Republicans no longer hold an ironclad grip on America’s powerful evangelical vote. God’s faithful are becoming more concerned about issues like global warming and poverty in these uncertain times—and Democrats are reaching out to them. Obama’s religious language is now matched by an increasingly sophisticated and well-funded campaign geared towards religious voters. But will it pay electoral dividends? And if so, would this mean a secular shift in US politics, or the reverse? James Crabtree reports from the new frontier of the pious—Rick Warren’s megachurch in Orange County.
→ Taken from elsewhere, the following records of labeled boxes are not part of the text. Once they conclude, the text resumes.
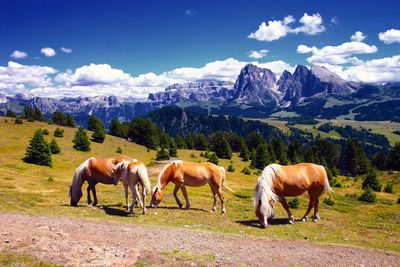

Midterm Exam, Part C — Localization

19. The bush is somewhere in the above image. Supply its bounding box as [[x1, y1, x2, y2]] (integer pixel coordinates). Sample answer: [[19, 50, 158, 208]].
[[358, 187, 376, 203], [50, 139, 61, 154], [242, 167, 251, 175], [72, 127, 90, 152], [156, 148, 170, 160], [23, 129, 52, 167], [362, 170, 382, 192], [53, 127, 64, 137], [227, 161, 235, 172], [288, 197, 300, 209], [383, 183, 393, 194], [207, 153, 219, 165], [14, 117, 22, 124], [323, 198, 335, 206]]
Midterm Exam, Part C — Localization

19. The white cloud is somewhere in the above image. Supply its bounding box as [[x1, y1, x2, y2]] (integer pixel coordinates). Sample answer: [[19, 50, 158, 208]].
[[248, 49, 268, 59], [60, 47, 72, 54], [350, 31, 367, 42], [40, 47, 56, 57], [10, 50, 28, 59], [247, 13, 325, 42], [378, 29, 400, 44], [297, 42, 378, 65]]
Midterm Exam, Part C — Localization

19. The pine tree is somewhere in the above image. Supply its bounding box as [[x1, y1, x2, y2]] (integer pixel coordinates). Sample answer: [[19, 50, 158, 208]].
[[23, 129, 52, 167], [50, 138, 61, 154], [210, 132, 232, 159], [251, 144, 274, 170], [239, 144, 250, 161], [169, 140, 178, 158], [207, 153, 219, 165], [53, 127, 64, 137], [6, 109, 17, 118], [72, 127, 90, 151], [362, 170, 382, 192], [344, 139, 368, 176]]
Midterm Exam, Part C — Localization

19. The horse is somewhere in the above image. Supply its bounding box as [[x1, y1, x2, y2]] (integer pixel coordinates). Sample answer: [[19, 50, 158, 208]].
[[113, 159, 150, 214], [254, 163, 332, 228], [68, 156, 132, 206], [150, 160, 231, 214]]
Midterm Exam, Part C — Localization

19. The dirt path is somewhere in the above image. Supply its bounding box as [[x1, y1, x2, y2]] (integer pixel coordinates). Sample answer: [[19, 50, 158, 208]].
[[0, 213, 400, 266]]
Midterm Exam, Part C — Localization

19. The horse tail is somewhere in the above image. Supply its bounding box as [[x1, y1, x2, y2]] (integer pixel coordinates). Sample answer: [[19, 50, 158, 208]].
[[219, 167, 234, 192], [321, 166, 333, 196], [138, 164, 151, 194]]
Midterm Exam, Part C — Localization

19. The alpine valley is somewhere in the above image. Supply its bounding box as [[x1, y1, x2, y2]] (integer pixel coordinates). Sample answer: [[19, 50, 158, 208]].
[[0, 64, 400, 126]]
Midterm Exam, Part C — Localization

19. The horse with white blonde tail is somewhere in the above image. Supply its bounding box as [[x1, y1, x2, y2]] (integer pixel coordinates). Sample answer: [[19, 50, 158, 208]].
[[113, 159, 150, 214], [254, 163, 332, 228], [150, 160, 231, 214], [68, 156, 132, 206]]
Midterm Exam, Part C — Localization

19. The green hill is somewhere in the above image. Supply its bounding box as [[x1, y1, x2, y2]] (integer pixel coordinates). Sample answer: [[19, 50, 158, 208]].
[[0, 117, 400, 252]]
3 Responses to “Closing the God gap”


  • Having created the “ugly, right-wing nutter evangelical”, it is not too difficult to find signs of moderate, “liberal” life among evangelicals. Evangelicals have always articulated a variety of messages and there are ongoing debates over various issues.

    Once it is understood that evangelicalism covers a very broad range of attitudes, theologies and values, there’s nothing too remarkable that some evangelicals may find Obama attractive. Considering that some 40% of Americans claim to be born again, it’s only logical that all political parties will attempt to build common ground with this constitutency.
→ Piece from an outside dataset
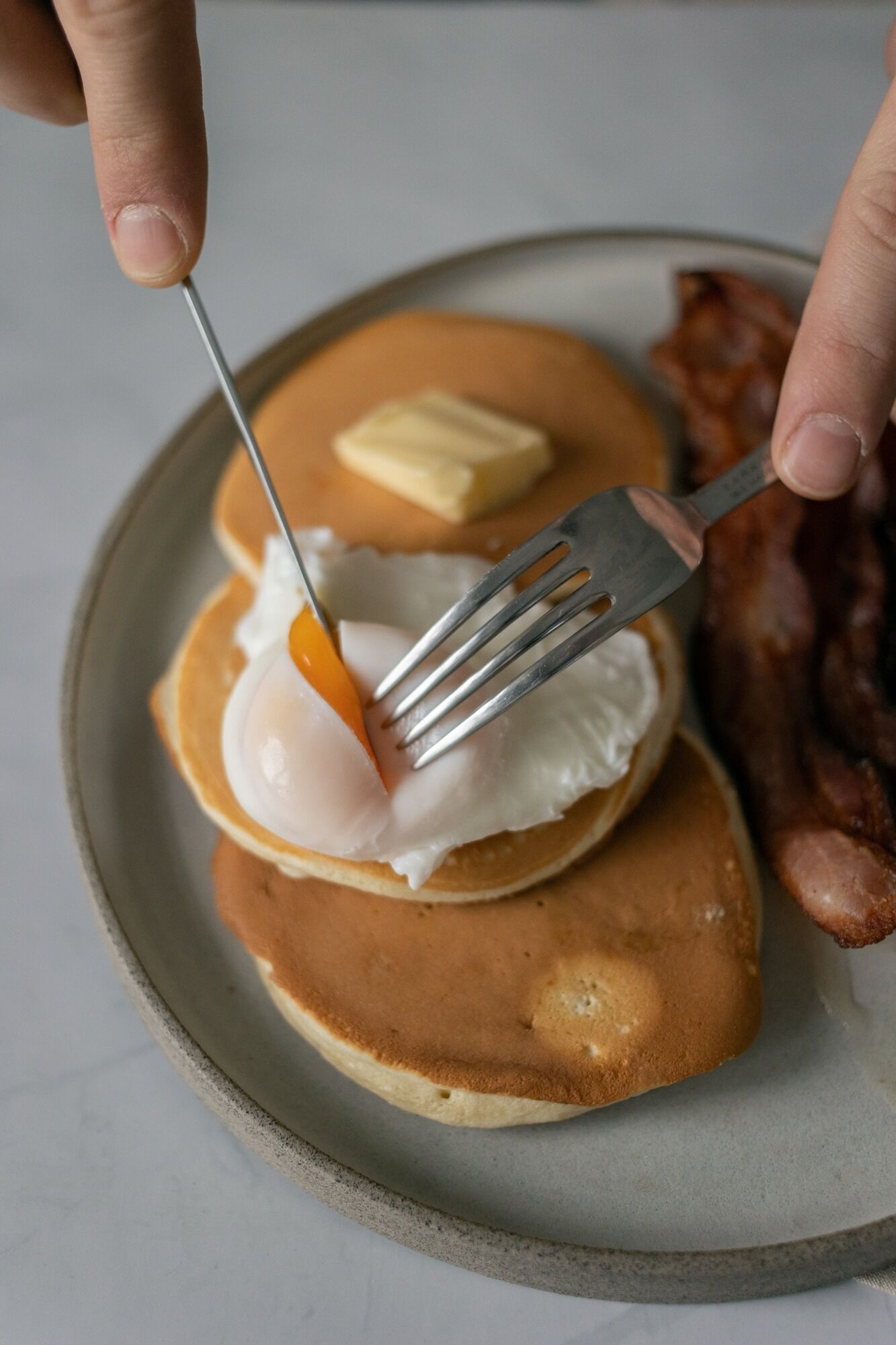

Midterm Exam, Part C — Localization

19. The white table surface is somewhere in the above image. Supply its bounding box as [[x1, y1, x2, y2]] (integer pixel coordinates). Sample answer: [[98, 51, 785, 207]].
[[0, 3, 896, 1345]]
    Some other things to bear in mind:

    1. Rick Warren has for a long time opened up his platform to all kinds of people of different beliefs as part of his ’seeker sensitive’ philosophy.

    2. Jim Wallis has always been on the fringes of evangelicalism, sometimes exiting it altogether. Last time he exited to follow liberation theology/marxism and then came back to orthodoxy.
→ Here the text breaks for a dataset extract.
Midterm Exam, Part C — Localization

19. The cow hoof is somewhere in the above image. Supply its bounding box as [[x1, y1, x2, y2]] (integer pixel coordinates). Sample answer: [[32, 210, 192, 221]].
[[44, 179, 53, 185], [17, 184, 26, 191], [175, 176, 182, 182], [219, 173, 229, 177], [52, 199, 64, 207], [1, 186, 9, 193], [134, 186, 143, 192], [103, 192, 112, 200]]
    3. Bill Clinton also claims to have had a born again experience - but it didn’t help him. Jimmy Carter is card-carrying evangelical, but his policies didn’t cut much ice with evangelicals either.

  • A related point? I note that Sarah Palin is characterised this month as being against abortion “even in the case of rape or incest”. The implication is that this is extremist or perverse. But the objection to abortion is most commonly that it is wrong in principle, a principle that still controls however inconvenient it may be in particular cases. Take something that is more widely agreed to be wrong in principle - torture. Would it be regarded as extremist to be against torture “even in cases where the victim possesses information that could save innocent lives”?

  • All of the so called debate about god and whose brand of religiosity is the best in the USA is so boring and fake and entirely predictable—full of sound and fury and signifying absolutely nothing except the strutting self-imporatance of all of the benighted players.

    Amd most, if not all that is promoted by the “right” is pure dark-minded psychosis. Sex paranoid puritanism dramatised all over the planet. The stench of fake institutional “holiness” that wouldnt have a clue as to what to do with its penis, and that finds all “sin” in peoples under wear.

    What is commonly recognized and defended as religion in todays world is only the most superficial and factional and often dim-minded and perverse expression of ancient national and tribal cultism.

    In an age of worldwide political and cultural interdependence, of super-techology and the atomic bomb, and of the quantum sciences inititated by intellectual geniuses such as Einstein, the people must not fail to be equipped with a true, practical, supremely intelligent, universal, and full esoteric understanding and practice of Spiritual religion. To remain in the embrace of the archaic, myth-laden, exoteric, divisive religions of the past is, in effect, to be bereft of Religion in this time and place.

    ALL of the god and gods of man are, whether male or female in their descriptive gender, merely and entirely the personal and collective tribal, and entirely dualistic myths of the godless ego — whether individual or collective.